If anyone’s in the Chicagoland area next week, I’ll be presenting a draft of my upcoming article “Electric Burns: the banlieue riots and the problem of a post-social police in France” (see details below) so that all the smart people over at the University of Chicago’s Anthropology of Europe Workshop can comment on it and be otherwise helpful in its development.
Email me or Owen Kohl to get a draft of the article; it will be assumed you’ve read it beforehand.

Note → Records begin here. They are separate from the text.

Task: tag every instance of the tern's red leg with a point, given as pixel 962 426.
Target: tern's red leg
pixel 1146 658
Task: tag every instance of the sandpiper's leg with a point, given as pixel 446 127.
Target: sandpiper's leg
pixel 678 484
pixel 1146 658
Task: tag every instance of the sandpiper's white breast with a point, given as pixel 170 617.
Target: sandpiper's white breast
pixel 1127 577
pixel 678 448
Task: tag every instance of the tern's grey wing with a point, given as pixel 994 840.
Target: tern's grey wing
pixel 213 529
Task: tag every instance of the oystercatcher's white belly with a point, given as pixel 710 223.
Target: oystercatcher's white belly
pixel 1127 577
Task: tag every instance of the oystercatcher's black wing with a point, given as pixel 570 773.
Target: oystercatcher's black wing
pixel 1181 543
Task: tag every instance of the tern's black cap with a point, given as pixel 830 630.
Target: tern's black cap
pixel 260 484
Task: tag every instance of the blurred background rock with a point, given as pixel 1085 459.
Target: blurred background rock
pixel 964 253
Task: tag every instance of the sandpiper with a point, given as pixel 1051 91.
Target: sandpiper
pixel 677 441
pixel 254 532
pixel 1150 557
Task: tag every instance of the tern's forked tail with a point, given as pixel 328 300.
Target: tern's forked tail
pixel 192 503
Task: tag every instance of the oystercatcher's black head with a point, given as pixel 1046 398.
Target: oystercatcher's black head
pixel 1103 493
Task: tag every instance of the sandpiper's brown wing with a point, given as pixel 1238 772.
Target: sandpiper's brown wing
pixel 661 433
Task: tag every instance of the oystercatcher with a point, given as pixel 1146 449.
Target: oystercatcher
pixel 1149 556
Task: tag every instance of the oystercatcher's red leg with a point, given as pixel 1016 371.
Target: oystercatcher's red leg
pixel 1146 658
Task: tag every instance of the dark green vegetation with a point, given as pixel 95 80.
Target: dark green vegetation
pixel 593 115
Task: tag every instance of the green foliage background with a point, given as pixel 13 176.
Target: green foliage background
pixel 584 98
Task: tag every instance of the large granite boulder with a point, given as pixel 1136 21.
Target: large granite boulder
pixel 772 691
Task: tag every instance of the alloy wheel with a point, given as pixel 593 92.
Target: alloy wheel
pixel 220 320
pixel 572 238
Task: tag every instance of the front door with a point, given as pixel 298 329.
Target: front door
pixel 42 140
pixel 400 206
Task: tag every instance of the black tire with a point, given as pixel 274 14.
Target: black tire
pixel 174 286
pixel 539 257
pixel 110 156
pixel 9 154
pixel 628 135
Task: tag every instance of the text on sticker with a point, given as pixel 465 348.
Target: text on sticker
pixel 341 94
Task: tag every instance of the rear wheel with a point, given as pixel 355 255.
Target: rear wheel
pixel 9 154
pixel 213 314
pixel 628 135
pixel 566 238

Electric Burns: the banlieue riots and the problem of a post-social police in France
March 31st, 2009 Haskell 101 (U Chicago) 4:30 pm
In 2003, as head of the French national urban police force, Nicolas Sarkozy declared the programmatic bankruptcy of the socially-oriented style of policing known as the police de proximité. In its place he announced his intention to develop what he called a “culture of results”. Many observers have understood this denunciation to mark a dramatic shift in the quotidian practice of urban policing in France; from a policing strategy which recognized crime to be the result of particular social conditions to a criminal justice policy that eschews social considerations in favor of a harsh neoliberal market logic. However, during almost three years of ethnographic research in a variety of administrative branches of the Direction Générale de la Police Nationale (DGPN) I found that, contrary to such epochal interpretations, neither form of policing was overly convincing to police practitioners. Rather, this paper will argue that such dualisms as Sarkozy’s are useful primarily in that they help frame a more general problem of police administration: what should be the goals and orientations for state violence once social justifications are no longer seen as comprehensively compelling? In other words, what would a post-social police look like? Finally, I hope to illustrate the import of this problematic through a reconsideration of the “banlieue riots” of 2005 and 2008.